3. Materials and Methods

3.1. Collection of Plant Material and Preparation of Dry Tinctures

The plant material was collected in November 2024 (rhizome et radix, in the following text summarized as rhizome) and June 2025 (aerial flowering parts—herba) from Bulgaria, in the area of the Buynovo village, Western Rhodope Mountains (1358 m above sea level), with permission from the Ministry of Environment and Water in Bulgaria (permit No. 1066/ 27.11.2024). The species was identified at the Department of Botany, University of Plovdiv ‘Paisii Hilendarski’, Plovdiv, Bulgaria, and a voucher specimen (No. 063641) was deposited at the Herbarium of the Agricultural University in Plovdiv, Bulgaria—Herbarium code SOA. The collected plant material was dried in the shade at room temperature and then chopped and powdered using an electric laboratory grinder (GRINDOMIX GM 200). For the preparation of the tinctures, we followed the European Pharmacopoeia methodology by soaking one part of the plant material in ten parts of pure 96% ethanol for a 30-day period [68]. At the end of this period, the tinctures were filtered through an 8–12 μm pore-size filter and vacuum-dried with a BUCHI R-300 Rotavapor at 50 °C and 97 mbar. The extracted dry tinctures, the subject of the present study, differed visually in color, consistency and odor (Figure 4). The herba dry tincture (HDT) was dark green and oily, while the rhizome dry tincture (RDT) was red-brown, tannic and crumbly, with a pleasant sweet fragrance.

3.2. Determination of Total Polyphenols and Main Phenolic Compounds (HPLC Analysis)

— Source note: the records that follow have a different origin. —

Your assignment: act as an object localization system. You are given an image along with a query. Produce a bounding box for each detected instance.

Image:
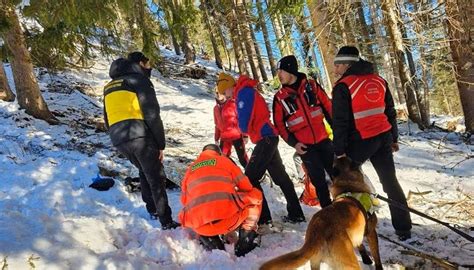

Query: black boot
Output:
[235,228,257,257]
[199,235,225,251]
[161,220,181,230]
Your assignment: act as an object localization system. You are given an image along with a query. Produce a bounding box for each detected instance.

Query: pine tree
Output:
[0,61,15,101]
[0,0,58,124]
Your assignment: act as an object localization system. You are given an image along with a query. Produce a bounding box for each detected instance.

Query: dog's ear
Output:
[349,160,362,171]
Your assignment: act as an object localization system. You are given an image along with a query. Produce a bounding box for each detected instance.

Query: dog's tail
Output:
[260,233,322,270]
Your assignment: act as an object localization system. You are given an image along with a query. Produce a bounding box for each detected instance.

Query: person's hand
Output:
[295,142,307,155]
[158,150,164,162]
[391,143,400,152]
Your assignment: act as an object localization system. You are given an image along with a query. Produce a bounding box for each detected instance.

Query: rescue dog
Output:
[260,157,382,270]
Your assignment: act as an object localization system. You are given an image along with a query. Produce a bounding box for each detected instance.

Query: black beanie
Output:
[334,46,359,64]
[127,52,150,64]
[277,55,298,76]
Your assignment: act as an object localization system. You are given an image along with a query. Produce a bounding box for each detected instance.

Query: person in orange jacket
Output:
[214,85,249,168]
[179,144,262,256]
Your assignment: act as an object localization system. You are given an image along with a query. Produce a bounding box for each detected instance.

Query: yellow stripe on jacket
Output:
[104,90,144,126]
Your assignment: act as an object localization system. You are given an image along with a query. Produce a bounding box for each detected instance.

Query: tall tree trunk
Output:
[181,26,196,65]
[0,5,58,124]
[249,23,268,82]
[307,0,336,87]
[236,0,262,82]
[226,10,248,74]
[277,14,295,55]
[267,10,287,56]
[168,27,181,55]
[355,1,378,72]
[214,24,232,70]
[257,0,277,77]
[369,0,405,104]
[0,61,15,101]
[135,0,159,60]
[445,0,474,134]
[201,3,223,69]
[382,0,425,129]
[296,16,313,68]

The total phenolic content of the tinctures was analyzed by using the Folin–Ciocalteu method as reported previously [69]. Briefly, in a 96-well plate, 180 µL of Folin–Ciocalteu reagent was mixed with 20 µL of diluted tincture (in methanol, 1:100 w/v}. The plate was mixed for 2 min and then 100 µL of 7.5% sodium carbonate in water was added. The plate was incubated at 37 °C with mixing for 8 min, and the change in absorbance (λ = 750 nm) was measured (Multiskan FC, Thermo Fisher Scientific, Waltham, MA, USA) against a blank developed with methanol instead of tincture. The results were expressed as Gallic acid equivalents per gram dry tincture by using a standard curve.
High-performance liquid chromatography (HPLC) was used for the quantitative analyses of the phenolic acids and flavonoids in the tinctures as described previously [69]. Twenty milligrams of the tinctures was dissolved in 2 mL methanol, filtered by 0.45 µm CA syringe filters (Thermo Fisher Scientific, Waltham, MA, USA), and 20 µL was loaded for analysis. The HPLC system used included a Waters 1525 HPLC pump and a Waters 2484 dual λ Absorbance Detector (Waters, Milford, MA, USA). The separation was performed on a 5 µm, 25 cm × 4.6 mm Supelco Discovery HS C18 column (Merck KGaA, Darmstadt, Germany) with a flow rate of 1.0 mL/min by using a gradient mix of 1% acetic acid in water (Solvent A) and methanol (Solvent B) as described in [69]. The identification of the compounds was done by retention time. Standard curves, build with gallic, protocatechuic, vanillic, syringic, p-coumaric, and salicylic acids, as well as (+)-catechin, (−)-epicatechin, and hesperidin (detected at λ = 280 nm), and caffeic, ferulic, rosmarinic and chlorogenic acids, as well as rutin, kaempferol and quercetin (detected at λ = 360 nm) were used to quantify the compounds.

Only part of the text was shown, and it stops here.